Vorgestellt wurde der Presse dann nur der Entwurf von Kozjak, für den sich Aufsichtsrat und Geschäftsführung nach Angaben Haacks einstimmig entschieden hätten. Er sieht 14 voll ausgebaute und 16 "wachsende Bauwerke" vor, die schlüsselfertig etwa zwischen 150.000 und 165.000 Euro kosten sollen, inklusive 270 bis 370 Quadratmeter großes Grundstück, erläuterte WBG-Geschäftsführer Siegfried Hildebrandt. 
Die derzeit dort befindlichen 65 Mietwohnungen seien etwa zu zwei Drittel schon leer.
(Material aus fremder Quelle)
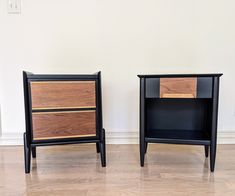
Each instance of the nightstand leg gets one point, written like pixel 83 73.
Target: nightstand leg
pixel 142 153
pixel 102 148
pixel 27 155
pixel 212 156
pixel 146 147
pixel 34 152
pixel 98 147
pixel 206 151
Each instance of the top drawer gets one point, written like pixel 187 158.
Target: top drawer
pixel 62 94
pixel 188 87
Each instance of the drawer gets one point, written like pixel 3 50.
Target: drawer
pixel 52 125
pixel 178 87
pixel 63 94
pixel 188 87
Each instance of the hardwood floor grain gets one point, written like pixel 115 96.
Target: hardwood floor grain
pixel 76 170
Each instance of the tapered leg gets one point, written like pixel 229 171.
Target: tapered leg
pixel 97 147
pixel 212 156
pixel 27 155
pixel 146 147
pixel 34 152
pixel 142 152
pixel 102 148
pixel 206 151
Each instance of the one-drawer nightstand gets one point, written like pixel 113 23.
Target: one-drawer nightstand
pixel 62 109
pixel 179 109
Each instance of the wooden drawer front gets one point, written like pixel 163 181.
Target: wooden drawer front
pixel 63 94
pixel 51 125
pixel 178 87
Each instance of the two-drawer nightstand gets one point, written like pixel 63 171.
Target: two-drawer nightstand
pixel 179 109
pixel 62 109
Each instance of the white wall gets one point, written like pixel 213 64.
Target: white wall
pixel 122 38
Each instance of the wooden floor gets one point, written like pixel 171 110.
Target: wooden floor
pixel 76 170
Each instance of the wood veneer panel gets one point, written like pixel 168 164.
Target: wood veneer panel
pixel 178 87
pixel 63 94
pixel 49 125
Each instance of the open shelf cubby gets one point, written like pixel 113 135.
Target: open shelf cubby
pixel 184 121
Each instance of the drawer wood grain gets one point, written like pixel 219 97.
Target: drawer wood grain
pixel 63 94
pixel 178 87
pixel 51 125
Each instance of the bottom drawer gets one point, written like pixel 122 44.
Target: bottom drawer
pixel 52 125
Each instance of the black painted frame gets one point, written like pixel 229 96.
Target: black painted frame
pixel 209 144
pixel 30 144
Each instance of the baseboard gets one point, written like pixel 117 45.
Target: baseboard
pixel 114 137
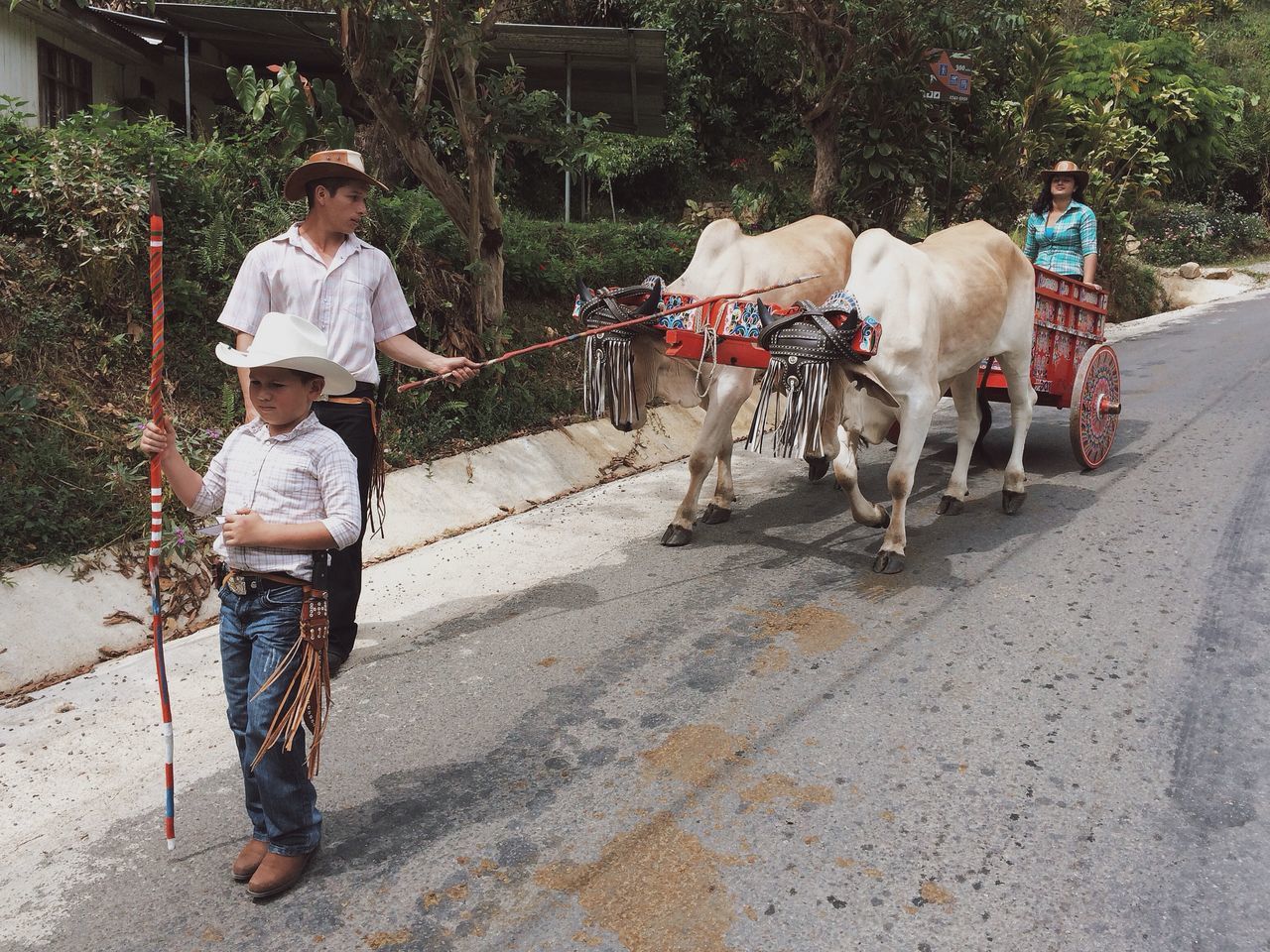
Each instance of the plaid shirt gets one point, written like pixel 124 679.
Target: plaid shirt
pixel 356 301
pixel 307 475
pixel 1064 246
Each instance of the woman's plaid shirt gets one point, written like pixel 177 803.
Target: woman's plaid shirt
pixel 305 475
pixel 1064 246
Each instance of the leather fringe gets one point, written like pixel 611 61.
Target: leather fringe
pixel 307 699
pixel 798 429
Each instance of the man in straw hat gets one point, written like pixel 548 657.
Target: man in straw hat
pixel 320 271
pixel 286 488
pixel 1062 230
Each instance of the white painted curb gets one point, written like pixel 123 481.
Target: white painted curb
pixel 53 625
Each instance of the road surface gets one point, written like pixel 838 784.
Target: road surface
pixel 1051 734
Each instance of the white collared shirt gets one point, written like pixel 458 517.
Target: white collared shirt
pixel 304 475
pixel 356 301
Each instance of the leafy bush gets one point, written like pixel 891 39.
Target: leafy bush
pixel 73 312
pixel 1173 234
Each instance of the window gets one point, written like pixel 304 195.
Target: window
pixel 64 84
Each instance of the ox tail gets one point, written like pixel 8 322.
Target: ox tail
pixel 798 428
pixel 608 379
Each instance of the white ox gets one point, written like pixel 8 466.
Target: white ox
pixel 726 261
pixel 945 304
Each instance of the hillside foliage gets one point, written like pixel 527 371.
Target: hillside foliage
pixel 775 109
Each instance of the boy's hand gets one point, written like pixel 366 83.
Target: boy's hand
pixel 461 367
pixel 158 442
pixel 245 529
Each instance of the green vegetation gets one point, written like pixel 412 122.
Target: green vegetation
pixel 776 108
pixel 73 315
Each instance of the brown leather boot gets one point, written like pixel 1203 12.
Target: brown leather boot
pixel 249 858
pixel 277 874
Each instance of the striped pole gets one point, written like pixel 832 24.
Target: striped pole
pixel 157 499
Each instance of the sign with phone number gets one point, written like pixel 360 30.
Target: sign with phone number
pixel 949 79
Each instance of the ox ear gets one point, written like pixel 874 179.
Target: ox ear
pixel 653 302
pixel 765 313
pixel 862 379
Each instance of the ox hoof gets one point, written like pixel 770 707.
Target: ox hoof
pixel 889 562
pixel 714 516
pixel 676 536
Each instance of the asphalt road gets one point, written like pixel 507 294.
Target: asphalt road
pixel 1051 734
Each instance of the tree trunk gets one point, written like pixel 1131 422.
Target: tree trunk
pixel 825 185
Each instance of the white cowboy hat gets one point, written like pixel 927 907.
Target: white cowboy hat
pixel 327 164
pixel 286 340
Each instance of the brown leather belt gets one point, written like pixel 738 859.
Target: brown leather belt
pixel 244 583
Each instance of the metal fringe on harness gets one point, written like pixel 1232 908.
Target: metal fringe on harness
pixel 804 345
pixel 608 377
pixel 798 430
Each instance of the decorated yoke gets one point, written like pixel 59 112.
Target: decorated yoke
pixel 795 345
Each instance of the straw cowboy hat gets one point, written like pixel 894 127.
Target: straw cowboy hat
pixel 327 164
pixel 1067 168
pixel 286 340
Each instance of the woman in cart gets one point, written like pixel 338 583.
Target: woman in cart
pixel 1062 231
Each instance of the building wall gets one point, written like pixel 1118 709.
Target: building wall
pixel 18 66
pixel 117 71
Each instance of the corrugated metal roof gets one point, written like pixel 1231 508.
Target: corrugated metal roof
pixel 615 71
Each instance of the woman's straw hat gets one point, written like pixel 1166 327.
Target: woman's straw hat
pixel 1067 168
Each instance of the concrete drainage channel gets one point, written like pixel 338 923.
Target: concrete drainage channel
pixel 59 622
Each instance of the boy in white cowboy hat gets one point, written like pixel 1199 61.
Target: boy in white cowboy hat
pixel 286 488
pixel 320 271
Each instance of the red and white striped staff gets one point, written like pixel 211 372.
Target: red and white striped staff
pixel 155 395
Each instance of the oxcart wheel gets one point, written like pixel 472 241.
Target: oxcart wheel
pixel 1095 405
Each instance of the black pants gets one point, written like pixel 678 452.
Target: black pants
pixel 356 426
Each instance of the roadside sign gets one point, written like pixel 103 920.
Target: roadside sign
pixel 949 79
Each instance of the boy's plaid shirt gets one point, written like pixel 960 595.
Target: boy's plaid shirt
pixel 307 475
pixel 1064 246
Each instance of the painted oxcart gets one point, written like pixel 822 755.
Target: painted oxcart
pixel 1072 366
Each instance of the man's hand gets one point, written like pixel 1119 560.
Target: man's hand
pixel 158 442
pixel 246 529
pixel 460 367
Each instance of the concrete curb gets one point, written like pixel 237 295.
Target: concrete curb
pixel 54 621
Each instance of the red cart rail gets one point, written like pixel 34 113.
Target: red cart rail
pixel 1072 365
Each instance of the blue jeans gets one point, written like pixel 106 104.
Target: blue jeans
pixel 257 631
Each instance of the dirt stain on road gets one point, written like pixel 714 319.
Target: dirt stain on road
pixel 657 888
pixel 778 785
pixel 816 630
pixel 934 893
pixel 695 754
pixel 772 660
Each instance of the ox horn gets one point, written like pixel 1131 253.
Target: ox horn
pixel 765 313
pixel 652 302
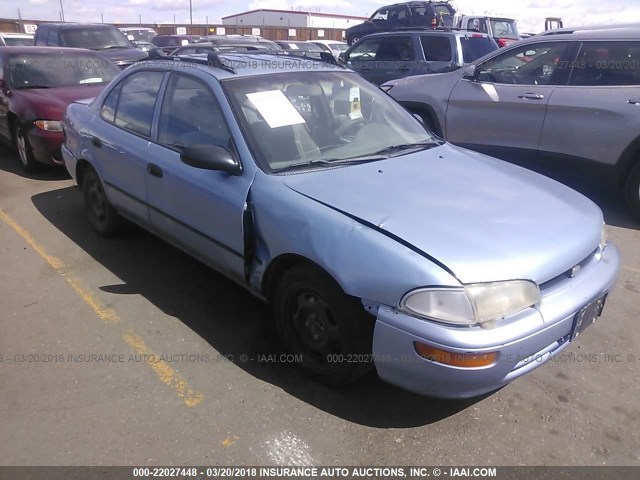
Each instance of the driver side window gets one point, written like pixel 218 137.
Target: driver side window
pixel 533 64
pixel 366 51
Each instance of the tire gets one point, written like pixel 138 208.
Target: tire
pixel 329 329
pixel 101 215
pixel 632 192
pixel 27 161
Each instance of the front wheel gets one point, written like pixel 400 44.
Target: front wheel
pixel 101 215
pixel 27 160
pixel 329 329
pixel 632 192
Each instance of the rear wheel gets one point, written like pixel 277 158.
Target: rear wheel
pixel 101 215
pixel 329 329
pixel 632 191
pixel 27 160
Nach der Aufsichtsratssitzung hätten die übrigen Mieter die Kündigung bekommen. Einige hätten einen neunmonatigen Kündigungsschutz, so dass der Abriss spätestens danach im Mai 2003 beginnen könne - vielleicht aber auch schon vorher, meinte Hil-debrandt nach der positiven Erfahrungen mit den Mietern am Rauterbergweg. 
Natürlich müsse dann noch die Abrissgenehmigung beantragt werden, so Haack. Er gehe aber davon aus, dass man diese ohne Probleme bekomme, da ja das Celler und das Lüneburger Denkmalschutzamt ihnen schon einmal bestätigt hätten, dass das Blumläger Feld insgesamt wirtschaftlich nicht haltbar sei.  Daran könne sich doch in vier Jahren nichts geändert haben, meinte Haack. 
Dann wolle man ein bis zwei Musterhäuser bauen, und nach und nach - Haack schätzte nach zwei Jahren - würden dann alle 30 Häuser fertig. Das sei ein Auftragsvolumen von 3,5 bis 4,0 Millionen Euro für die hiesige Bauwirtschaft. 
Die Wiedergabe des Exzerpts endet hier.